Holiness

This book began life as a series of conference addresses.

Speaking to large groups of clergy is a daunting enough task but when friends asked me what I was speaking on and I said ‘Holiness’ they burst out laughing! The subject was a conversation stopper. Had the conference been on Celtic spirituality, or mission or healing, or example, there recognition would have been immediate. But ‘holiness’? We hang around this word with a mixture of fascination and dread.

Here is a short extract ….

Holiness is not healthiness nor worship another word for ‘workout’. Jesus flatly contradicted modern assumptions about wholeness. ‘better to enter life maimed than to go to hell with two hands’ (Mark 9.43). Holiness belongs to God and gives back to God what is his own. It insists that all of life is for the greater ‘wholiness’ of his glory and kingdom. To pray for God’s name to be hallowed is not first of all to ask for our fulfilling in God, ‘but the sanctification of God through the world.
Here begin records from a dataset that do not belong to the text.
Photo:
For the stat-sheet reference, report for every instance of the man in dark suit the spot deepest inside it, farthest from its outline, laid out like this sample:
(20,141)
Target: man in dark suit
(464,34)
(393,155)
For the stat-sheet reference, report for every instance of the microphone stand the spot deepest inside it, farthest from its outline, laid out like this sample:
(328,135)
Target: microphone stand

Christian holiness is the way of the cross and, thus, the way of glory. It involves the willingness to embrace, in Christ, all that is broken, incomplete and unholy in the world. It means fighting evil and refusing sin. Holy living may not, therefore, be marked with any outward sign of blessing. We should not be surprised to find that many of those we call saints, who most reflected to us the love of Christ, were themselves full of personal struggle, doubts and unhealed wounds (most recently we have learned of Mother Theresa’s personal darkness)

Holiness then is not an escape from despair, weakness and defeat. Rather they are essential ingredients. Christian holiness is expressed in our incompleteness, not our perfection. We are uneasy with this truth though. We can often demand a holiness (or wholeness) of others that is based unacceptance of our own incompleteness. But we cannot require a each other a ‘wholeness’ that is not yet given. So we need a holiness for the ‘grey areas’. How accurately we can ever recognise holiness in this world is an pen question, It may be the real saints  and their communities are known only to God.
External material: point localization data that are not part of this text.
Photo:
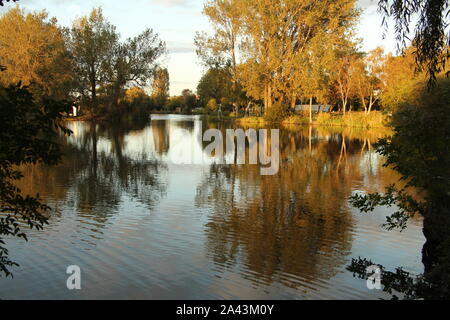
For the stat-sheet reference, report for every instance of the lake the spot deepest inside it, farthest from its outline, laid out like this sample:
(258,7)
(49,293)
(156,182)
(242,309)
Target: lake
(141,226)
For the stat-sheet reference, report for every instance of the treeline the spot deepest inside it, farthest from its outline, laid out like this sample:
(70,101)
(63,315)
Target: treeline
(278,54)
(87,63)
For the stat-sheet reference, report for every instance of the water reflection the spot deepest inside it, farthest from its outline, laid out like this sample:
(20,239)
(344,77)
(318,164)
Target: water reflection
(141,226)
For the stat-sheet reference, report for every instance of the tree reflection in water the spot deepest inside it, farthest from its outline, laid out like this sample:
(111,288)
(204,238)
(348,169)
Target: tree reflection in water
(296,223)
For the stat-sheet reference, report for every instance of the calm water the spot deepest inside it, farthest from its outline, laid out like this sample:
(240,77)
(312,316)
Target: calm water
(140,226)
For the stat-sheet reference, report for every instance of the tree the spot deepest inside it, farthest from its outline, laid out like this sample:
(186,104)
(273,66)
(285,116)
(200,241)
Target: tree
(216,84)
(430,38)
(33,50)
(92,41)
(160,87)
(134,62)
(367,77)
(343,77)
(289,43)
(1,1)
(220,50)
(419,151)
(189,99)
(401,82)
(212,105)
(28,136)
So why do we put ourselves through all this? Because the end there is no other journey to make. Holiness is the way of truth and life. So, in the end, says Leon Bloy, ‘there is only one sadness – that of not being a saint’.

So in the midst of this fragmented, broken and unfinished world, we keep vigil beside a hope we can never abandon – it is the hope of our transfiguring in the holiness of God.